OBJECTIVE: To determine the prevalence of factor V Leiden (FVL) and prothrombin gene (PG) 20210A mutations in patients who attended the outpatient clinic and do not have a family history of thrombosis.

METHODS: We researched FVL and PG20210A mutations in 151 outpatients (92 males and 59 females) who attended the Pediatrics Polyclinic, Medical Faculty, Dicle University, Turkey between May 2002 and July 2002. Peripheral venous bloods (2 cc) with ethylenediaminetetraacetic acid were used to isolate DNA by high pure polymerase chain reaction (PCR). Later, by using light-cycler FVL (Roche) and prothrombin mutation detection kit (Roche) and light-cycler equipment, FVL and PG20210A gene mutations were determined from the samples in the glass capillary tubes by PCR specific adaptation. For active protein C (APC) resistance, STA-STACLOT APC-R Detection Kit was used. Expected values were evaluated with STA equipment and using STA-STACLOT APC-R procedure.

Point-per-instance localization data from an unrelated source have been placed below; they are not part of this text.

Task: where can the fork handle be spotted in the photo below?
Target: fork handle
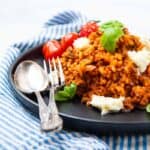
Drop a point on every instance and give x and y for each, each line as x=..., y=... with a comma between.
x=42, y=107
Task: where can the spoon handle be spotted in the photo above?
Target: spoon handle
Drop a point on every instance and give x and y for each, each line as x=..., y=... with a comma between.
x=42, y=107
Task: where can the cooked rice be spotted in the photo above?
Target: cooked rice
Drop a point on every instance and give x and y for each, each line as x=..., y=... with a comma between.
x=96, y=71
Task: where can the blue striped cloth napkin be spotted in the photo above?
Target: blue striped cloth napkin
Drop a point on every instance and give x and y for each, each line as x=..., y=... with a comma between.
x=19, y=130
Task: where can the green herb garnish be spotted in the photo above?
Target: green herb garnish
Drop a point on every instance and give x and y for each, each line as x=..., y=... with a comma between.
x=148, y=108
x=67, y=93
x=112, y=31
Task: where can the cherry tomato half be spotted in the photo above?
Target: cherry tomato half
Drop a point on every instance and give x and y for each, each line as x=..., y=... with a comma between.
x=88, y=28
x=52, y=49
x=68, y=39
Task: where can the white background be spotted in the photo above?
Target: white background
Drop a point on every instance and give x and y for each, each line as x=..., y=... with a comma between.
x=21, y=19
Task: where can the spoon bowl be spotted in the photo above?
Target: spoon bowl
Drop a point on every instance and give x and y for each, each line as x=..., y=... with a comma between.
x=29, y=77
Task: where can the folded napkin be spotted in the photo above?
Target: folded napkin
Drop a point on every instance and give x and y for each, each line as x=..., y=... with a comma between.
x=20, y=130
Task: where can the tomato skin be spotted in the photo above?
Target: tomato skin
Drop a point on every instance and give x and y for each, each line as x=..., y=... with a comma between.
x=88, y=28
x=68, y=39
x=52, y=49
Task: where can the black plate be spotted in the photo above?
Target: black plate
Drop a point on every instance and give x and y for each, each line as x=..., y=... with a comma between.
x=79, y=117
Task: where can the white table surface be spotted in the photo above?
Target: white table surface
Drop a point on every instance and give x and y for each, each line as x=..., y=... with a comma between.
x=21, y=19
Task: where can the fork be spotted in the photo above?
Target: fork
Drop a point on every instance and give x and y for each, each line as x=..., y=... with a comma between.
x=56, y=77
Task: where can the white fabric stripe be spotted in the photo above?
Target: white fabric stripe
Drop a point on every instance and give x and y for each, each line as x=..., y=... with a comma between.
x=5, y=142
x=25, y=117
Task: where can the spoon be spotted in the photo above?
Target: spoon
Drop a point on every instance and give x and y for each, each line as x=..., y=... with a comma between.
x=29, y=77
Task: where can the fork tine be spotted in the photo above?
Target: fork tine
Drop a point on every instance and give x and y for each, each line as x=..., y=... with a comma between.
x=45, y=67
x=55, y=74
x=61, y=74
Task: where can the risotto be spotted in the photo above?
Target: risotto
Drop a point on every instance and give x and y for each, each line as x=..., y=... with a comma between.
x=96, y=71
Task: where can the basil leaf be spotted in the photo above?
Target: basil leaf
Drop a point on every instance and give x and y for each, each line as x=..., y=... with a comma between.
x=61, y=96
x=67, y=93
x=112, y=31
x=111, y=24
x=110, y=38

RESULTS: The prevalence of heterozygote mutations of FVL was 4.6% and PG20210A was 0.7%. The FVL mutation frequency obtained in our study is lower than the other studies in Turkey, but in correlation with the results of the other Caucasian populations throughout the world. Active protein C resistance in patients carrying heterozygote mutation of FVL has been found in low rates. Factor V Leiden and PG20210A were confronted in high prevalences in patients who suffer venous thrombosis (VT)

CONCLUSION: Scanning of FVL and PG20210A gene mutations may be recommended in high risk groups such as relatives of FVL and PG20210A carriers and relatives of patients with VT, and in during pregnancy, the use of oral contraceptives and before surgery. Routine scanning of FVL and PG20210A gene mutations is not recommended in people who do not have risk factors for VT.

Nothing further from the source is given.